The Outwith Festival 2019 was a boon for Dunfermline’s economy, attracting more than 9,000 attendances and a spend of £334,000. This is one of the main findings of economic impact research completed today. Although the festival is only in its third year, the report also found that the event is already attracting visitors from the rest of Scotland, the UK and overseas with over one in five festivalgoers travelling from outside of Fife.
Comparisons with last year’s report reveal that audiences in 2019 increased by 26% on 2018’s figure of 7,100. However, it is also the level of spending and the length of stay which have stepped up this year. As the festival has grown the net economic impact has more than doubled compared with 2018’s £155,000 as the event draws more people from further afield, spending more money in Dunfermline and staying longer. The proportion of people staying one night or more rose from 11% in 2018 to 15% in 2019. This year the average spend per festivalgoer was £51 and those that went for a meal and drink spent 59% more than the average reaching £81. Nearly eighty percent of festivalgoers said the September arts festival was the main reason for their visit to Dunfermline, a rise from 72% last year.

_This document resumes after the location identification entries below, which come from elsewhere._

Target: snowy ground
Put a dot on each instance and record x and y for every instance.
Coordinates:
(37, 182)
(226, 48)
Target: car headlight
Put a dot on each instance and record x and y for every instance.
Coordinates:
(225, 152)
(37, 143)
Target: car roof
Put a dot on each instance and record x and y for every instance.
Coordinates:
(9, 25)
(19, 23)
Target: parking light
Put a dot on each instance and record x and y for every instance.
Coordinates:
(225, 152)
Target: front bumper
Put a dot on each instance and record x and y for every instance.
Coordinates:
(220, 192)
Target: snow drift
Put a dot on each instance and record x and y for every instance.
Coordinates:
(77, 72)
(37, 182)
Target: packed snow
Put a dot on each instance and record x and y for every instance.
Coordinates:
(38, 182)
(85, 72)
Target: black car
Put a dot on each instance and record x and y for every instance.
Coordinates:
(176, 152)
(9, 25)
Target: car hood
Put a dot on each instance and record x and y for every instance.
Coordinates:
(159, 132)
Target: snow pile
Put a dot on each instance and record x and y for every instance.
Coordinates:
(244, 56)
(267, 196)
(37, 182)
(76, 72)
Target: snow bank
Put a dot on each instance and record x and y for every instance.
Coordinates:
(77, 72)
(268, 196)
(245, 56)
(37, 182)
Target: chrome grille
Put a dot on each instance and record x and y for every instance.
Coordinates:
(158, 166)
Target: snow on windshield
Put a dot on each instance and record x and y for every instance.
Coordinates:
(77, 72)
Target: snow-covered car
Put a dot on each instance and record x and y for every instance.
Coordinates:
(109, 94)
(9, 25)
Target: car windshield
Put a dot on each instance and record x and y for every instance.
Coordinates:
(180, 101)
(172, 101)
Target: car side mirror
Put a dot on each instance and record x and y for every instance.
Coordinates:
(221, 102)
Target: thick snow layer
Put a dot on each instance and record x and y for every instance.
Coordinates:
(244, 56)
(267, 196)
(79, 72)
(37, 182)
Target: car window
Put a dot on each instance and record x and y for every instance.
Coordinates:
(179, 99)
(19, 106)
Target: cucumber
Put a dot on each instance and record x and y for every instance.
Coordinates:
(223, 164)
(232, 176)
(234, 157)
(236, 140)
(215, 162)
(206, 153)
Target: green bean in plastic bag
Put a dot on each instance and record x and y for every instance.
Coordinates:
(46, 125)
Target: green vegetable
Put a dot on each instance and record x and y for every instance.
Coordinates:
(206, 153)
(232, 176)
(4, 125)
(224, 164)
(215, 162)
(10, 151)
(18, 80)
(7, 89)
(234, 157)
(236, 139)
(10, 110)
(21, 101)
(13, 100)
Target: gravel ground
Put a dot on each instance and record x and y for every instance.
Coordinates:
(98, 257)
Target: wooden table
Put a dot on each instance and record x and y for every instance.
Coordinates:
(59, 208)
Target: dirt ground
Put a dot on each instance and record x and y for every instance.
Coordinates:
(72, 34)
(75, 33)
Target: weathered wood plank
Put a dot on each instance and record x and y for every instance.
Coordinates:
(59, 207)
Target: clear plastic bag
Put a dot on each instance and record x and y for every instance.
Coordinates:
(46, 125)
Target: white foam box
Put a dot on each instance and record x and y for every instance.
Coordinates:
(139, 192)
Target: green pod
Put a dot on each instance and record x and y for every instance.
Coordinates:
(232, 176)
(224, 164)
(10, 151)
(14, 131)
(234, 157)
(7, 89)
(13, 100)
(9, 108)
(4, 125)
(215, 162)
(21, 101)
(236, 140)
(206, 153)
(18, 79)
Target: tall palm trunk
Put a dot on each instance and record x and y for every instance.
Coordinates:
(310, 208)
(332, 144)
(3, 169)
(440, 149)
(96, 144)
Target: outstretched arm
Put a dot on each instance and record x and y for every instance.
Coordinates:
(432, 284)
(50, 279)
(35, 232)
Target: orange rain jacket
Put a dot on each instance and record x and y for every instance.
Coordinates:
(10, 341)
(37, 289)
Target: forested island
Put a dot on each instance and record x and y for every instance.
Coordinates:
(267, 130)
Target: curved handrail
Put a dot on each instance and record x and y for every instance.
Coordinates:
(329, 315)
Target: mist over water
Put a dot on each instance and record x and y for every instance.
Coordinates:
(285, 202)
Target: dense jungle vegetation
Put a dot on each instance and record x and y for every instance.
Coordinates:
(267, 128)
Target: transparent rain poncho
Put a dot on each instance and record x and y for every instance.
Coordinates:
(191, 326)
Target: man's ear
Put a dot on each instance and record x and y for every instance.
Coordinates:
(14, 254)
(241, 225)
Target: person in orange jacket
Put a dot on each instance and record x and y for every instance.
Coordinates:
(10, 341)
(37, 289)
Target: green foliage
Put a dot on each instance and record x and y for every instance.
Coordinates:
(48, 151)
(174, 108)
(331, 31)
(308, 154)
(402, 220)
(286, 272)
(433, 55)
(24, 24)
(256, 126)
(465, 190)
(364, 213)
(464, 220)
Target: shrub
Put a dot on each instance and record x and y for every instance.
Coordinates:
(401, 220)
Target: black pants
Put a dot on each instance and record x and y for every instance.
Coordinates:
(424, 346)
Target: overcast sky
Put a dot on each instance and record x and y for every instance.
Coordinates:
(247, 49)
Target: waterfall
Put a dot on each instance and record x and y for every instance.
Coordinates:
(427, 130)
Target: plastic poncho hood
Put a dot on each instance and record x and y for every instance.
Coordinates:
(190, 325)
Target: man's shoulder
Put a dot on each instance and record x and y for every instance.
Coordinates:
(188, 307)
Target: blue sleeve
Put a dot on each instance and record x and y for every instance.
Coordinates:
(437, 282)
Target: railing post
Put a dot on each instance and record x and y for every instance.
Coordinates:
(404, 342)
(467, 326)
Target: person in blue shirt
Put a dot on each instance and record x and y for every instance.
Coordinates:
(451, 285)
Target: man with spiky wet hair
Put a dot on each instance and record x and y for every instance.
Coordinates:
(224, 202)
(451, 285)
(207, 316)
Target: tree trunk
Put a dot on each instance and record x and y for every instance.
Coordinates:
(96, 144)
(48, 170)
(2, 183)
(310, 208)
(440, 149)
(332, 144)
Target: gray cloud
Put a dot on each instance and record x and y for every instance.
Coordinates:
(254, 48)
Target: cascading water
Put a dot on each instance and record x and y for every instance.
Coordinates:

Equally important though is how people rate their experience, increasing the likelihood of them returning in future years. Feedback on the Festival experience was very strong with 96% rating Outwith very good or good and nine of out of ten people said they would return to the Festival.
Delivering Dunfermline, which organised the Festival in conjunction with Avocado Sweet, Fire Station Creative and Write Rammy, commissioned the economic research consultancy, 4-Consulting to measure the impact of the Festival in both 2018 and 2019. The research in 2019 is based on 2,355 advance ticket sales through ONFife’s Box Office and over 250 online and face-to-face surveys.
Audiences attended 74 film, music, comedy, literature, theatre and art events in 23 venues with over 300 performances from 3-8 September.
Chris Foote, Delivering Dunfermline said: “The economic impact findings are even better than we expected for a Festival that only started three years ago; the festival has brought in over three times what it cost.
“And while our costs are offset by support from our funders and by ticket income, they’re already much lower, thanks to the time and skills that the Festival partners and volunteers continue to donate all year round.”
Jane Livingstone and Michelle McWilliams of Avocado Sweet said: “Apart from the money coming into the local economy, the less quantifiable benefits are considerable. As a result of the media coverage generated by this event Dunfermline’s national profile is rising. The Festival also provides a platform for local artists, performers and community groups – many of whom had a greater impact by working together.”
Outwith Festival has received funding from EventScotland, Carnegie Dunfermline Trust, Fife Council and Fife Events Fund. The Festival would also like to thank supporters: ONFife, Heritage Lottery Fund, Police Scotland and Fife College.